Rafaela falava sobre Lou Salomé e o espectro religioso na filosofia de Nietzsche enquanto eu divagava acerca de Brás Cubas em um hipopótamo pardo, esvoaçando as planícies de neve e a observar o tumulto dos impérios e a destruição recíproca de todas as coisas no epifânico cortejo dos séculos. Bem como o prodígio de Machado, tive eu medo de que as unhas vergastadas das Eras iradas premissem-me entre suas fendas e lançassem o meu pó sobre a eternidade indiferente do sono sem sonhos. Mas o meu temor foi bruscamente interrompido pela voz de Rafaela, ecoando um tanto longe, quando o telefone foi abruptamente arrancado-lhe das mãos por sua mãe. A respeitável senhora prosseguiu:

- Faça o favor de não mais telefonar à minha filha e tampouco de procurá-la; não é saudável que ela se relacione com alguém de Goiânia, enquanto pode perfeitamente conhecer um rapaz que viva aqui mesmo em Brasília. Não conheço a sua família, desconheço as suas intenções e não sei se você é uma pessoa de bem. Portanto, despeça-se dela de uma vez por todas e esqueça que ela existe. Não quero desconhecidos em companhia de minha filha.

Em um primeiro momento, contemplei-me na obrigação de discordar da mãe de Rafaela: se não é saudável que a filha se relacione com alguém de Goiânia, porquanto pode conhecer alguém que viva em Brasília, não compreendo como a família de Rafaela, integralmente composta de eleitores de Joaquim Roriz, político goiano e governador reeleito pelo Distrito Federal, não creia que alguém natural de Brasília seja mais apto a governar o ente federativo no qual desfrutam de diáfana e próspera existência. Rafaela, porém, explicou-me as razões pelas quais as convicções políticas de seus progenitores divergem das concepções de relacionamento; razões estas, que, com efeito, eu não irei aqui expor.

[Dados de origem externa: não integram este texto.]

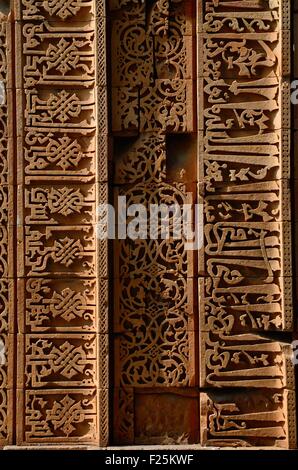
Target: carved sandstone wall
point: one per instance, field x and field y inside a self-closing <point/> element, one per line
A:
<point x="160" y="101"/>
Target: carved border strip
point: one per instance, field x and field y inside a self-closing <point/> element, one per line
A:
<point x="244" y="171"/>
<point x="63" y="268"/>
<point x="7" y="283"/>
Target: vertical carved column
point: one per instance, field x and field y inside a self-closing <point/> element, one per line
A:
<point x="153" y="106"/>
<point x="6" y="236"/>
<point x="62" y="269"/>
<point x="245" y="266"/>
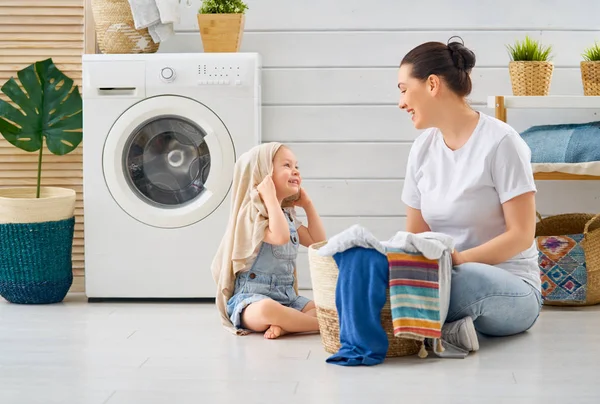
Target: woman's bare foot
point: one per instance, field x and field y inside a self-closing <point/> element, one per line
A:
<point x="274" y="331"/>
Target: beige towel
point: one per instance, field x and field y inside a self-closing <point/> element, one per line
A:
<point x="248" y="220"/>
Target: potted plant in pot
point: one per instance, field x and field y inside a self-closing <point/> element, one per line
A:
<point x="530" y="67"/>
<point x="590" y="70"/>
<point x="221" y="24"/>
<point x="37" y="223"/>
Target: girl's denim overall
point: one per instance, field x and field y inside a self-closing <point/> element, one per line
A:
<point x="270" y="276"/>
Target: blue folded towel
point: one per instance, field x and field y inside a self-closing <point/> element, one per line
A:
<point x="568" y="143"/>
<point x="361" y="293"/>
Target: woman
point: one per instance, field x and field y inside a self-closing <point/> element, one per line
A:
<point x="469" y="176"/>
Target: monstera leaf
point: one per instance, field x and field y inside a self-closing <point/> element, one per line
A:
<point x="49" y="108"/>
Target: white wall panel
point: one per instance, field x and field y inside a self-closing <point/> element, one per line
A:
<point x="351" y="160"/>
<point x="330" y="89"/>
<point x="379" y="85"/>
<point x="333" y="15"/>
<point x="386" y="48"/>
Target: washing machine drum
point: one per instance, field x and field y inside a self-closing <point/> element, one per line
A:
<point x="168" y="161"/>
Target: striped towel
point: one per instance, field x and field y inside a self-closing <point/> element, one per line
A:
<point x="414" y="295"/>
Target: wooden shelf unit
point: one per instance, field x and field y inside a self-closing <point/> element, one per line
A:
<point x="501" y="103"/>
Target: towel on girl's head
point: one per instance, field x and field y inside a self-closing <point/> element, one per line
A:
<point x="248" y="220"/>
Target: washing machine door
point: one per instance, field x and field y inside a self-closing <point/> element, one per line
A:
<point x="168" y="161"/>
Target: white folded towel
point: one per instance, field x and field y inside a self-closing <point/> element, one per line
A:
<point x="156" y="15"/>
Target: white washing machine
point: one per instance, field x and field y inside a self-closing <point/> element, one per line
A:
<point x="162" y="133"/>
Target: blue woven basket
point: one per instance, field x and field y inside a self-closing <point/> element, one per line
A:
<point x="36" y="261"/>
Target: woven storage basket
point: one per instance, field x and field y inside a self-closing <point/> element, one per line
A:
<point x="565" y="242"/>
<point x="530" y="77"/>
<point x="590" y="77"/>
<point x="324" y="274"/>
<point x="115" y="29"/>
<point x="36" y="239"/>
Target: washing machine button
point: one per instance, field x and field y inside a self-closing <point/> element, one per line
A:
<point x="167" y="74"/>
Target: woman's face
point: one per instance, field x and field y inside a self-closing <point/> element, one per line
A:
<point x="416" y="97"/>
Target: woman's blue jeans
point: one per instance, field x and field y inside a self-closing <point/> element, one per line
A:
<point x="499" y="302"/>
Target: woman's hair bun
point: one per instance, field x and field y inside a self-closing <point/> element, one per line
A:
<point x="463" y="57"/>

A mãe passou o telefone para Rafaela, e, a contragosto de sua mamãe, a filha demorou-se comigo ao telefone. Inquiri Rafaela a respeito das razões pelas quais a mãe não queria que ela mantivesse um relacionamento com um rapaz de Goiânia, em princípio especulei até mesmo acerca do estereótipo provinciano da cidade, mas, ao cabo, restei passivo e aceitei as explicações de Rafaela. Segundo esta – que, cumpre-me esclarecer, é (ou era) minha namorada -, sua mãe não vê com bons olhos um rapaz cuja família ela não conhece a se relacionar com sua filha; de acordo com Rafaela, a mãe ainda alegou que tal relacionamento poderia comprometer a estabilidade familiar que ela tanto prezava, e, de certa forma, engendrar uma crise doméstica. “Mamãe não gosta de rupturas”, disse-me. “Ela não concebe a hipótese de eu me relacionar com você pela simples razão de que este relacionamento pode vir a significar mudanças no âmbito da minha relação com ela. Mamãe, como boa conservadora, repudia mudanças e rupturas – se dela dependesse, tudo se manteria tal qual está, indefinidamente.”. Julguei por bem decidir, dadas as circunstâncias, ir até Brasília no intuito de suscitar um diálogo com mãe. Tão-logo disse-lhe isto, Rafaela condenou a idéia – “Ela não irá recebê-lo.”, argüiu. Oito minutos bastaram para que eu a convencesse de que a idéia perfazia a única alternativa viável face ao iminente e letárgico desfecho do ainda breve relacionamento que ensejávamos. Lograva-se o marco de não-retorno: eu iria a Brasília munido do nobre propósito de angariar a simpatia da mãe. Como eu não esperasse por companhia, ei-lo que surgiu, sabe-lá Deus de onde, Hegel, a sussurrar-me: “Estarei em sua companhia, Herr Lindolpho.”. Qual faria qualquer bom homem lúcido e sensato, especulei acerca da possibilidade de ter sido envenenado ou dopado com entorpecentes. A escorar-me os ombros, o alemão gorducho irrompeu em um falatório infindável.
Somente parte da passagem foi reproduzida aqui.